Barkley, the bard of the sporting world, brings up an astute point that agents and managers need to apprise themselves of: Gay professional athletes are, and will eventually become, a more public reality in the professional sports landscape. Those athletes who choose to make up the vanguard of this social movement will face unique employment, marketing and family law decisions that have the potential to greatly affect their careers, and more importantly, their personal lives. Agents must be able to assist their principals in issue-spotting and advising in the rapidly emerging and legally opaque world of same sex rights in family law.
In his recent memoir, Welcome to My World, Johnny Weir, the three-time U.S. national figure skating champion and two-time Olympian officially came out. Johnny and his longtime boyfriend, Victor Voronov tied the knot in a New York City courthouse on December 30. Weir’s recent marriage illustrates some of the issues that same-sex couples will face as they marry in one state and eventually settle in another that does not afford them the same marriage rights.
New York passed the Marriage Equality Act last June, which states that “ a marriage that is otherwise valid [under the domestic relations law of New York] shall be valid regardless of whether the parties to the marriage are of the same or different sex” (A8354-2011). A growing number of states among them - Connecticut, Iowa, Massachusetts, New Hampshire, Vermont, and the District of Columbia – permit gay marriage. Washington state will sanction gay marriage in June. Another handful of states, including Illinois and New Jersey, where Wier and Voronov plan on living, recognize civil unions.

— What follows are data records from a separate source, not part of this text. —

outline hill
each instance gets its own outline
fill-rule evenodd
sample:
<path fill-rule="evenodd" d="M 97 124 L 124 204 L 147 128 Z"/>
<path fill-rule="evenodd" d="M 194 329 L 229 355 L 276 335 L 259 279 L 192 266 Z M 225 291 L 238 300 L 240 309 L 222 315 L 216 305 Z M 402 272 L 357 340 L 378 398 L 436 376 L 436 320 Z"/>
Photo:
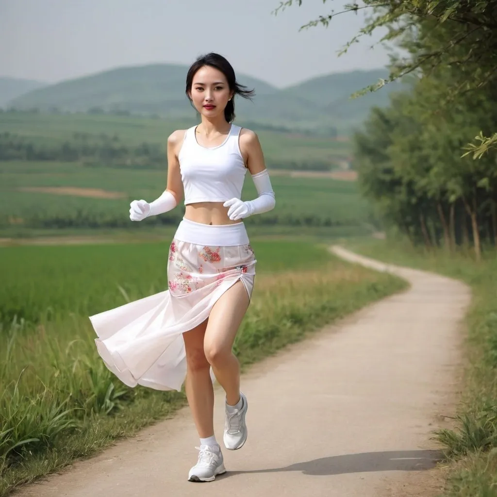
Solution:
<path fill-rule="evenodd" d="M 13 99 L 19 109 L 48 111 L 125 111 L 157 114 L 168 119 L 194 117 L 184 94 L 186 66 L 156 64 L 123 67 L 64 81 L 29 91 Z M 260 80 L 239 74 L 239 82 L 254 88 L 253 101 L 238 98 L 241 119 L 287 127 L 346 129 L 360 122 L 373 105 L 382 105 L 393 86 L 350 100 L 351 93 L 384 77 L 383 70 L 353 71 L 314 78 L 278 89 Z"/>
<path fill-rule="evenodd" d="M 17 78 L 0 78 L 0 107 L 24 93 L 45 85 L 45 83 Z"/>

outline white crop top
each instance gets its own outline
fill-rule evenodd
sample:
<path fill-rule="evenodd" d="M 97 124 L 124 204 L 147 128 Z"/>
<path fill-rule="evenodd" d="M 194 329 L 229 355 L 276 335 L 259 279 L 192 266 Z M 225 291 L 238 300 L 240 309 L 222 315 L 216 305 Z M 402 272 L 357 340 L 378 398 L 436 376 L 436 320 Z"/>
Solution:
<path fill-rule="evenodd" d="M 212 148 L 199 145 L 196 128 L 186 130 L 178 155 L 185 205 L 240 198 L 247 170 L 238 142 L 242 128 L 232 124 L 226 139 Z"/>

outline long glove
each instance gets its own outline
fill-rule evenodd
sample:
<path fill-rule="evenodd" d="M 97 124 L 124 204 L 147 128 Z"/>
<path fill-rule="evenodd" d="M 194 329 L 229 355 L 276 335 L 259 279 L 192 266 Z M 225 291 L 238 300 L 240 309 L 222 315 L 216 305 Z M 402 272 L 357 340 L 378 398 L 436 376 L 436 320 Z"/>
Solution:
<path fill-rule="evenodd" d="M 229 207 L 228 216 L 232 221 L 247 218 L 253 214 L 262 214 L 274 208 L 276 201 L 271 185 L 269 173 L 267 169 L 252 175 L 254 184 L 258 194 L 257 198 L 243 202 L 239 198 L 232 198 L 223 205 Z"/>
<path fill-rule="evenodd" d="M 176 207 L 176 199 L 166 190 L 159 198 L 150 204 L 145 200 L 133 200 L 130 204 L 129 218 L 131 221 L 143 221 L 150 216 L 157 216 L 172 210 Z"/>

The Illinois Religious Freedom Protection and Civil Union Act “entitle[s] [a party to a civil union] the same legal obligations, responsibilities, protections and benefits as are afforded or recognized by the law of Illinois to spouses” (750 ILCS 75/5). Similarly, New Jersey’s civil union statute states that “couples shall have all of the same benefits, protections and responsibilities under law, whether they derive from statute, administrative or court rule, public policy, common law or any other source of civil law, as are granted to spouses in a marriage” (N.J.S.A. 37:1-31).
Despite the broad language in the respective statutes intended to afford same sex couples equal protections and rights under the civil union statutes, the Defense of Marriage Act (DOMA), passed by Congress, ensures that same-sex partners are precluded from enjoying many of the same rights given to opposite sex partners. DOMA prohibits the recognition of same-sex relationships by defining marriage as a legal union between one man and one woman and the word spouse as a person of the opposite sex who is a husband or a wife. 1 U.S.C. 7 (1996).
The overarching federal prohibition on same-sex marriage/union rights impacts same-sex partners from receiving federal pension, retirement or disability benefits from their partners, from filing as jointly married couples, or receiving Social Security benefits. Additionally, the refusal of a majority of the states to pass any civil union and/or same-sex marriage legislation puts same-sex couples at risk in terms of parental rights, inheritance, and property rights.
As Barkley so eloquently stated, gay people in professional athletics are here and those of us who refuse to acknowledge it “are stone freakin’ idiots.” Until such a time as DOMA is repealed and same-sex couples are granted full and equal marriage rights throughout the United States, agents must seek expert advice in order to ensure that their LGBT clients are afforded the maximum protection of their parental and property rights under the various jurisdictions.